Sauf peut-être pour Jacqueline Galant, qui semblait très concernée par ce qui s’est passé à Lens.
Je peux le comprendre. Mais, je le répète, cela n’a rien à voir avec la gare de Mons.
Pour le MR, dont les positions sur de la gare de Mons sont différentes en fonction des niveaux de pouvoir, la situation ne vous paraît-elle pas schizophrénique ?
Je ne veux porter aucun jugement sur le MR à cet égard.
Tout de même, le MR montois soutient le projet depuis le début.

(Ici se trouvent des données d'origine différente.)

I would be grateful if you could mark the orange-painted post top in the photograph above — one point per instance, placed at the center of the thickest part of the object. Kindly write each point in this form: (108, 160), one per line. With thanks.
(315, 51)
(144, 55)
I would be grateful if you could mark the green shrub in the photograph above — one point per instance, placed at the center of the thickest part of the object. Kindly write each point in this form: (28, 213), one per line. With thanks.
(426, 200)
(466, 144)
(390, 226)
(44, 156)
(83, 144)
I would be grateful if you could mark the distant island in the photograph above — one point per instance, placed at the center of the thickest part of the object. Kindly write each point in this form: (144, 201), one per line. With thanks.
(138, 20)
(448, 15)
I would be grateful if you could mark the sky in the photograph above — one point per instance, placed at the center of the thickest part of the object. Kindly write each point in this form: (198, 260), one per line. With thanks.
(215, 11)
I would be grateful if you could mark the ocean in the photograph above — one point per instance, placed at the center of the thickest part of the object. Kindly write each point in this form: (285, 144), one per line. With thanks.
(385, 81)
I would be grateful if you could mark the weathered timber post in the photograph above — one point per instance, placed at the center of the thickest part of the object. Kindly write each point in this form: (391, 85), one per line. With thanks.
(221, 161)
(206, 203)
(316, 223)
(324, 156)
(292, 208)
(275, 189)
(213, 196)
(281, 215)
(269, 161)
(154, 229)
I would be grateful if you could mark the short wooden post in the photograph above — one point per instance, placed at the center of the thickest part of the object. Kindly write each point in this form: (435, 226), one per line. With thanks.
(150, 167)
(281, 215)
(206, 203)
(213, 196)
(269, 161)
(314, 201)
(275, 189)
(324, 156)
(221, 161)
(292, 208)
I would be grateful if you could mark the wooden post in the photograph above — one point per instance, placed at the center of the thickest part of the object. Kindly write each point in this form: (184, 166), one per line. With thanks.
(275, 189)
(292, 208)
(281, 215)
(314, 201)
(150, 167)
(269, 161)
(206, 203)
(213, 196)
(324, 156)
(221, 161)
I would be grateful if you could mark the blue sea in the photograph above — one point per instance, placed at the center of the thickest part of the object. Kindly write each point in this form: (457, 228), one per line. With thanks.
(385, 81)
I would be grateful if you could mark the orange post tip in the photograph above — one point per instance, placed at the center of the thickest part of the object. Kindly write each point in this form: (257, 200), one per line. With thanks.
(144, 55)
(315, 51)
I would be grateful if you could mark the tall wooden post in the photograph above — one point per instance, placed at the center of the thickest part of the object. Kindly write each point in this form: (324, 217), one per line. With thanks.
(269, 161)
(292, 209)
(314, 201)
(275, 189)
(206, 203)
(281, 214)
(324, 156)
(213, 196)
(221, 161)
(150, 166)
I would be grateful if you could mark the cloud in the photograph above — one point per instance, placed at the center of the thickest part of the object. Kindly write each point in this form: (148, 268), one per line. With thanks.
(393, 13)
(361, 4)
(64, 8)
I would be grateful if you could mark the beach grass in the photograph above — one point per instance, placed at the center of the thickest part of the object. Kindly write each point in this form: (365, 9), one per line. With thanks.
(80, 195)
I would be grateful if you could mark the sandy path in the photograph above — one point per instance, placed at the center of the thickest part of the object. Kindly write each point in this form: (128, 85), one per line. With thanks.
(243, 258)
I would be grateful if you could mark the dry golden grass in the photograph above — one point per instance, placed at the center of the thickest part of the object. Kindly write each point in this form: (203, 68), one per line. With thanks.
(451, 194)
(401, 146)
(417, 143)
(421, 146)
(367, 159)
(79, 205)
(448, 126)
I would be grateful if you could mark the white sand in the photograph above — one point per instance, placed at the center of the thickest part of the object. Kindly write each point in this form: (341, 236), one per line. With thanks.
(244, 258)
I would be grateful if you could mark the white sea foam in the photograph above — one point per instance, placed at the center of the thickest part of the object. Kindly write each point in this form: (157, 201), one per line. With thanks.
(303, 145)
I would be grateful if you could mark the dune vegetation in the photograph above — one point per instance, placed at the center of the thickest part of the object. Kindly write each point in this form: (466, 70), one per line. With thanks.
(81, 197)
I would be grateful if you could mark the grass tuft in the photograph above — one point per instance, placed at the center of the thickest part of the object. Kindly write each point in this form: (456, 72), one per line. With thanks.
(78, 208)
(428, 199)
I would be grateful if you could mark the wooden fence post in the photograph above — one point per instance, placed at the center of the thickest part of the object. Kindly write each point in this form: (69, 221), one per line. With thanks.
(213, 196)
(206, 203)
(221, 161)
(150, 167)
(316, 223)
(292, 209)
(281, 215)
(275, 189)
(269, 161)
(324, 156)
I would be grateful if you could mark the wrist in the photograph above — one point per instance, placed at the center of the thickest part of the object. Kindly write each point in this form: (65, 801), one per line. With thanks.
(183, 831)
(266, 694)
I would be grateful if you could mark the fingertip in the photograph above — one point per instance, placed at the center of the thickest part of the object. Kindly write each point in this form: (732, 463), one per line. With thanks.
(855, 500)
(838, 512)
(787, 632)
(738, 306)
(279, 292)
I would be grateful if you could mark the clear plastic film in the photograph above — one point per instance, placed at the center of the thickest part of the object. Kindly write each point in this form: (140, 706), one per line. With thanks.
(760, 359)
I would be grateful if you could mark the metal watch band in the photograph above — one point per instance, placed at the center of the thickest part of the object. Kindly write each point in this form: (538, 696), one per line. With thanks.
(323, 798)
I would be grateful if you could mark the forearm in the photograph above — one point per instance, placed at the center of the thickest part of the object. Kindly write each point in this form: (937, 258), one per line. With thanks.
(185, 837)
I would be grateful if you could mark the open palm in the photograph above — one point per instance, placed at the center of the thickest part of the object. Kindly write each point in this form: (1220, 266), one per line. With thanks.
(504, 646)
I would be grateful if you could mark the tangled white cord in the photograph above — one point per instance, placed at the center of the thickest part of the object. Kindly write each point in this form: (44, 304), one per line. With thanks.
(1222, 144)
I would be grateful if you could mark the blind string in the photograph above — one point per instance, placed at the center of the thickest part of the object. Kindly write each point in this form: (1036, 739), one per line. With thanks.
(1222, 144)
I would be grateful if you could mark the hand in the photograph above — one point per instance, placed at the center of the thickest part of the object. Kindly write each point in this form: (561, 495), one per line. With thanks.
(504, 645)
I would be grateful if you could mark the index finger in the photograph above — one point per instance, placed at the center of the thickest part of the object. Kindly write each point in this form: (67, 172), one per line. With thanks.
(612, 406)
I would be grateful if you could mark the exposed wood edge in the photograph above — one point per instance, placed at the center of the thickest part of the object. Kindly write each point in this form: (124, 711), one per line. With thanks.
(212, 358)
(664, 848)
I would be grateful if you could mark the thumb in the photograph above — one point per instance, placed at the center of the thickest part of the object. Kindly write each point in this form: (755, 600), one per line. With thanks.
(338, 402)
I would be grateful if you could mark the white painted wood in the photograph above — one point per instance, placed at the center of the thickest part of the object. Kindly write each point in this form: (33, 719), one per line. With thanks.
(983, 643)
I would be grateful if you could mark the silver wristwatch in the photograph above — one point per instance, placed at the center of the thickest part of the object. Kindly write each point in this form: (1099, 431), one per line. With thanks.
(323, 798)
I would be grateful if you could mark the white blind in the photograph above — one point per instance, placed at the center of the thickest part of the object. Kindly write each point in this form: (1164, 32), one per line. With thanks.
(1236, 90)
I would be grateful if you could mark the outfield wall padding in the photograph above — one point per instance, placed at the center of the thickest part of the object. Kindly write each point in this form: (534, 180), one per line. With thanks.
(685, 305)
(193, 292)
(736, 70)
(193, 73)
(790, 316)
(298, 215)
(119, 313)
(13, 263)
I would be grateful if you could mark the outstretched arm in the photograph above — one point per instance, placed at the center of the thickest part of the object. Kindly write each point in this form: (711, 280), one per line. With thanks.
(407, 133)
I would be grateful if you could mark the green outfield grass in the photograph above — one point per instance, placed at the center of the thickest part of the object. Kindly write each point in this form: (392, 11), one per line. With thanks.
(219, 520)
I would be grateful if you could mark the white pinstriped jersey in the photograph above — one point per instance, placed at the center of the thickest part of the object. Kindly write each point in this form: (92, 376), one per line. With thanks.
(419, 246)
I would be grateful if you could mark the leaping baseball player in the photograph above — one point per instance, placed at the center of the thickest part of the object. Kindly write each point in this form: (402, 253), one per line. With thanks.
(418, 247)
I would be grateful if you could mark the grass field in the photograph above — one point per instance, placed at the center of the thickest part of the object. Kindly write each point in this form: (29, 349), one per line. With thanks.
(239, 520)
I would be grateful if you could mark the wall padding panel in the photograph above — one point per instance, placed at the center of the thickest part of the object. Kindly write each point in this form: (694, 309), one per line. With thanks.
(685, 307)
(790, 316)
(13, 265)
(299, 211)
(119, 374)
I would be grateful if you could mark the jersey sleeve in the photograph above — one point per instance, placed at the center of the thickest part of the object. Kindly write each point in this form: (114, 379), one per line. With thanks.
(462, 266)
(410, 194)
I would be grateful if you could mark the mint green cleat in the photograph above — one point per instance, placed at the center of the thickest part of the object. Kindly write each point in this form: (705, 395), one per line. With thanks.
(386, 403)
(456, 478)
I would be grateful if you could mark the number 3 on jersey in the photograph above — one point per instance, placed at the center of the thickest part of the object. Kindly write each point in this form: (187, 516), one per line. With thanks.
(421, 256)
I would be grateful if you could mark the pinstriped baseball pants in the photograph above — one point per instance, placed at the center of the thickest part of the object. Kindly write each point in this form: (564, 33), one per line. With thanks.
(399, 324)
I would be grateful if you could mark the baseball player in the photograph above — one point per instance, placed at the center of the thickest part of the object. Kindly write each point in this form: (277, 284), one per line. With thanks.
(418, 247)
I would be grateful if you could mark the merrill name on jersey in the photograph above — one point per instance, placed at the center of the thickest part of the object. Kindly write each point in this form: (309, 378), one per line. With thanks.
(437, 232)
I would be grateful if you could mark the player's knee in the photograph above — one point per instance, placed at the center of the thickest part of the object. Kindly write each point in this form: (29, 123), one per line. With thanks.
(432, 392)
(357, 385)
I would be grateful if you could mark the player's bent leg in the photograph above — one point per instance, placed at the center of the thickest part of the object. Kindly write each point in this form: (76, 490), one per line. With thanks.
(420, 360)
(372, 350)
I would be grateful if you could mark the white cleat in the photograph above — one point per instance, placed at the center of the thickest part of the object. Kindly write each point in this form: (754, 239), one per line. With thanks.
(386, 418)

Aujourd’hui, Jacqueline Galant remet en cause les gares pharaoniques comme celle de Mons.
Mais enfin ! Pourquoi pharaonique (il hausse la voix) ? Je suis outré qu’on utilise ce terme juste parce que c’est un grand architecte international qui dessine la future gare. Calatrava veut en faire une oeuvre originale. Pourquoi les Montois n’auraient-ils pas droit au beau ? Le projet montois répond à la conception des gares contemporaines, comme à Anvers ou à New York. Ces gares, construites pour cinquante à cent ans, sont des lieux de vie, indépendamment des trains. Ce ne sont pas que des boîtes à chaussures.
Santiago Calatrava est un architecte que vous appréciez particulièrement ?
S’il n’avait pas été retenu, on aurait travaillé avec un autre. Mais il est tout de même classé dans les dix meilleurs architectes contemporains. Il a des chantiers partout dans le monde, notamment à New York Ground Zero. Outre l’architecture, il est ingénieur, sculpteur et philosophe. C’est un artiste entier, comme Daniel Libeskind. Ces hommes sont tout à fait singuliers, ils dépassent le commun des mortels.
Calatrava est très controversé…
Oh oui, tous ses projets sont controversés, comme pour tous les grands artistes. Ce fut le cas du pont qu’il a conçu à Venise. Mais il a finalement gagné le procès que lui faisait la Cour des comptes italienne.
A Oviedo, en Espagne, il a été condamné à payer 3 millions d’euros pour l’effondrement des marches du palais des congrès.
Je ne connais pas cette affaire. De toute façon, le chantier de Mons n’a rien de pharaonique. Cela m’agace au plus haut point que l’on qualifie ainsi ce projet. Le directeur d’Eurogare, Monsieur Bourlard, est attentif à chaque budget, à chaque procédure de marché public. Il n’y a là rien de pharaonique.
76 000 euros pour une appli smartphone avec la gare en hologramme, 72 000 euros pour la rampe lumineuse de la passerelle provisoire, 36 000 euros pour une animation lumineuse… Ces dépenses d’Eurogare dans le cadre de Mons 2015, cela fait beaucoup d’argent, non ?
Où est le scandale ? Nous sommes tout de même capitale européenne de la culture ! Pourquoi, quand il s’agit de Mons, estime-t-on que c’est trop cher ? Qu’aurions-nous fait aux dieux pour ne pas mériter autant que les autres capitales de la culture ?
Le budget de la gare de Mons n’en paraît pas moins démesuré aux yeux de beaucoup : 253 millions d’euros. A Namur, c’est 32 millions, alors que la gare accueille deux fois plus de voyageurs.
Liège-Guillemins a coûté 500 millions d’euros. Et puis, pourquoi limiter la comparaison à la Wallonie ? La gare d’Anvers a coûté plus d’un milliard, soit quatre fois plus cher que ce que coûtera celle de Mons. A-t-on entendu des protestations sur ce qu’on a dépensé à Anvers ?
La gare de Mons est plus critiquée que les autres ?
C’est le moins qu’on puisse dire.
Pourquoi ? Parce que le bourgmestre s’appelle Elio Di Rupo ?
J’imagine que ça y contribue. Cela amuse un certain nombre de personnes. Mais il ne s’agit pas de la gare de Di Rupo. C’est la gare de la SNCB à Mons, ville dont Di Rupo est bourgmestre.
La politique des grandes gares date d’une autre époque. Depuis lors, la crise est passée par là…
Ah, non, arrêtez ! Le gouvernement MR – N-VA est passé par là. Il veut faire des économies sur l’entreprise publique au nom d’une idéologie. Mon gouvernement a demandé des efforts à la SNCB, mais c’était des efforts mesurés. Ce sont des choix politiques.